TARIK KISWANSON, The Wait, 2023, resin, fiberglass, paint, stainless steel, 270 × 222 × 100 cm, at Prix Marcel Duchamp 2023 exhibition Centre Pompidou, Paris. Photo by Bertrand Prevost. Courtesy the artist and carlier gebauer, Berlin/Madrid. 

OCT 4–JAN 8, 2024
Prix Marcel Duchamp 2023

Centre Pompidou

On October 17, the Prix Marcel Duchamp 2023 was awarded to Tarik Kiswanson, a Swedish-Palestinian artist known for his abstract sculptural works, painting, drawing, performance, and poetry investigating the human condition and reflecting his life-experience as a second-generation immigrant. This exhibition at Centre Pompidou showcases artworks of Kiswanson and other nominees, including Bertille Bak, Bouchra Khalili, and Massinissa Selmani, tackling themes of postcolonial society and identities. 

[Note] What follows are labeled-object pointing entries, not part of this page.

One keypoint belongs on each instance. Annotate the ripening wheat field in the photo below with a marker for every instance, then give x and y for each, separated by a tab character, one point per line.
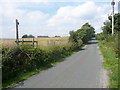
42	42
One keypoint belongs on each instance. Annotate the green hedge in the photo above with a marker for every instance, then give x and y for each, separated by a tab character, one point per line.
23	59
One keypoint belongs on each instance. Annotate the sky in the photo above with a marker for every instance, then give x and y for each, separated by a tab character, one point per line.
52	17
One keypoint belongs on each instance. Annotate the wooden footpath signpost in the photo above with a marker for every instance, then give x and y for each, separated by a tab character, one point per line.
23	42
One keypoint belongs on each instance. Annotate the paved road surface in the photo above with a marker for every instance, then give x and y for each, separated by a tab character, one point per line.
81	70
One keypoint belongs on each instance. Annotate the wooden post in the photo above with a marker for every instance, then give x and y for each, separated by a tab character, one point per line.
17	37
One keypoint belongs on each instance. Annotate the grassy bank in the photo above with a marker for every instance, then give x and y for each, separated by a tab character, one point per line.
21	62
110	63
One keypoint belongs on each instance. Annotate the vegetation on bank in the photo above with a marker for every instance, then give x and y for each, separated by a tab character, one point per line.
20	62
110	48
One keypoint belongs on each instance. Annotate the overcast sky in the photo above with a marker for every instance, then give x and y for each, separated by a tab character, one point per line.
52	17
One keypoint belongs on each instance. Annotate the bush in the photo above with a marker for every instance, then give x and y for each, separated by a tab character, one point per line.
23	59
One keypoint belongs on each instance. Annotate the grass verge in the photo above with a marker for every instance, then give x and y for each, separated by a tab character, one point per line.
24	76
111	64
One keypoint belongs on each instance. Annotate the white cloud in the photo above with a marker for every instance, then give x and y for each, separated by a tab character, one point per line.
75	16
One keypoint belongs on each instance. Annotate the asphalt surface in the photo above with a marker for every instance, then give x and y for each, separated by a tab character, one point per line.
81	70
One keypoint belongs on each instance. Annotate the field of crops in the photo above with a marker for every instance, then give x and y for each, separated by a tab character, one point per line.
41	41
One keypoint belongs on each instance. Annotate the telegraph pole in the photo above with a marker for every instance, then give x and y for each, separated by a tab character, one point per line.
112	3
17	37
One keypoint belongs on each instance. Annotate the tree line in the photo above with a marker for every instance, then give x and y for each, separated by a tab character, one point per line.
84	34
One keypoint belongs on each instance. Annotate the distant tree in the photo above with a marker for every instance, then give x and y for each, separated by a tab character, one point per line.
85	33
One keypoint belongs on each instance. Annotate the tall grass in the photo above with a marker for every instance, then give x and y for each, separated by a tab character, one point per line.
110	51
26	60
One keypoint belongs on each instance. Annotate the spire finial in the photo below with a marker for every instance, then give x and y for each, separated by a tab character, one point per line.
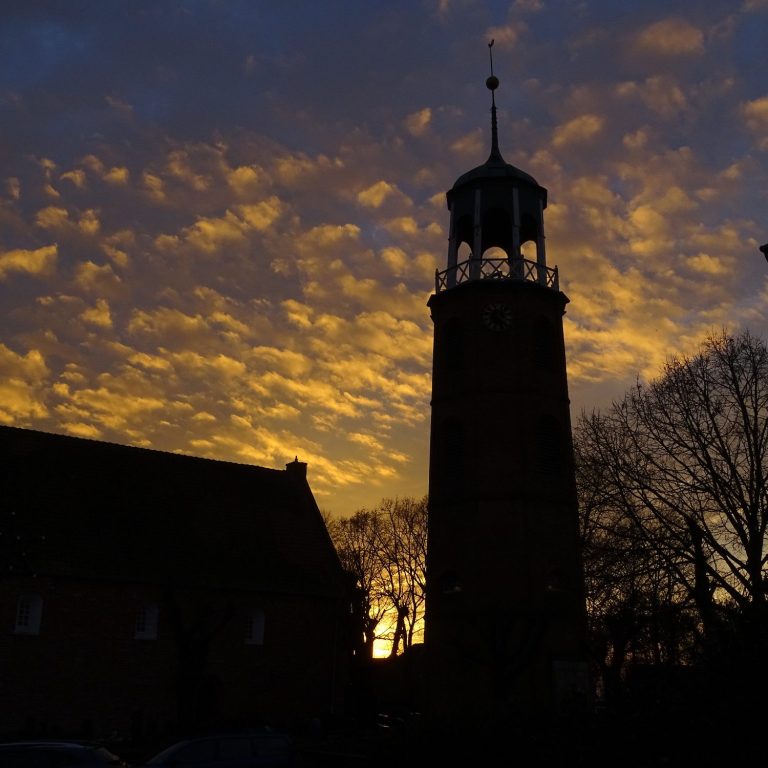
492	83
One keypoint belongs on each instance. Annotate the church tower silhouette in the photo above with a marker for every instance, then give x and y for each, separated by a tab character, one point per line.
505	615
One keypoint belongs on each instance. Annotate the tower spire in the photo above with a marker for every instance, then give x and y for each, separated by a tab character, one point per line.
492	83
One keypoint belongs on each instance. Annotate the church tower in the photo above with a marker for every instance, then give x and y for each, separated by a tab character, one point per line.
505	620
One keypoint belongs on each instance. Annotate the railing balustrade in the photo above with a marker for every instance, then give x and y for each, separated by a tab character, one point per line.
497	269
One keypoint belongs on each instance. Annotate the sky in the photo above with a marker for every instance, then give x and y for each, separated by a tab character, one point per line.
220	219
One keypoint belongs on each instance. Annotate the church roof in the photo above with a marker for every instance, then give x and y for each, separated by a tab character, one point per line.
114	512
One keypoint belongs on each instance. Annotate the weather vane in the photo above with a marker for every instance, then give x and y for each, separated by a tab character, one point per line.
492	83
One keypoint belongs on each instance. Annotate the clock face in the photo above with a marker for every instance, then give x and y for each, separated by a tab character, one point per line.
497	317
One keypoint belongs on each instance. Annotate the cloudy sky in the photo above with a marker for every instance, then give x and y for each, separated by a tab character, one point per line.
220	219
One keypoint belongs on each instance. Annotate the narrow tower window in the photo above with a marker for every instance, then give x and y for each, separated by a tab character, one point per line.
145	626
29	612
254	628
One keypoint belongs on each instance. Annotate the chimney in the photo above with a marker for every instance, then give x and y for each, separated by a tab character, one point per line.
297	469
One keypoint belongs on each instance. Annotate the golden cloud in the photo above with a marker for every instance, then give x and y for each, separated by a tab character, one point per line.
77	177
471	144
756	116
374	196
579	129
38	263
99	315
96	278
22	386
52	217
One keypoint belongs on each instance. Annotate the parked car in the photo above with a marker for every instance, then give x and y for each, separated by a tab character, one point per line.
264	749
57	754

BOUCHRA KHALILI, Twenty-Two Hours, 2018, video stills. Courtesy of the artist and mor charpentier, Paris. 

OCT 6–FEB 4, 2024
Une Assemblée de poète.sse.s civiques (A Convening of Civic Poets)
KADIST

Co-curated by Hoor Al Qasimi of Sharjah Art Foundation and Julia Morandeira Arrizabalaga of KADIST Paris, “A Convening of Civic Poets” takes reference to poet Pier Paolo Pasolini, from his role of voicing out our responsibility against the fragmentation of the world, to seek renewed linguistic agency in social justice. The exhibition will feature works by Manthia Siaware, Bouchra Khalili, Hajra Waheed, Jinoos Taghizadeh, and others. Highlights from the exhibition include Bouchra Khalili’s film Twenty-Two Hours (2018) and the book-turned-wall-text installation The Radically Ally (2019), investigating the witness of the Black Panther Party through archival materials. 

Installation views of CHEN KE’s "Bauhaus Gal – Theatre" at Perrotin Paris, 2023. Photo by Claire Dorn. Courtesy the artist and Perrotin. 

OCT 14–JAN 13, 2024
Chen Ke: Bauhaus Gal – Theatre

Perrotin

Perrotin presents Chen Ke’s “Bauhaus Gal — Theatre,” featuring a series of portraits and architectural photographs to the Parisian gallery space in her first solo exhibition in the city. Chen’s work, which have featured celebrities such as Marilyn Monroe or Frida Kahlo, this time focuses on images of young Bauhaus students, taken from Rössler’s sourcebook Bauhaus Mädels (2019). Through her portraits, Chen delicately represents the livelihoods of the young women at Bauhaus who reminded her of her own struggles and journey as an art student, without the intention of deconstructing or disrespecting the historical significance of the famous institution. 

XIE LEI, Au-dela I, 2023, oil on canvas, 270 × 205 cm. Photo by A. Mole. Courtesy Semiose, Paris. 

OCT 18–APR 2, 2024
Xie Lei: AU-DELÀ
Foundation Louis Vuitton

Chinese artist Xie Lei explores self-identity and the dichotomy of life and death in “AU-DELÀ,” bringing a series of five monumental paintings that transformed gallery three of the Foundation Louis Vuitton into a phantasmagorical landscape. Through a palette of somber hues that ebb and mutate into luminous shades, the viewer becomes immersed in a disturbing imaginary world that draws from a profound recollection of real situations and personal emotions. Faceless and anthropomorphic figures emerge from the twisting foliage, their figures diluted and shaded in impermanence, as Xie dwells on the ambiguity and complexity of life, evoking an otherworldly atmosphere that questions our perception of reality.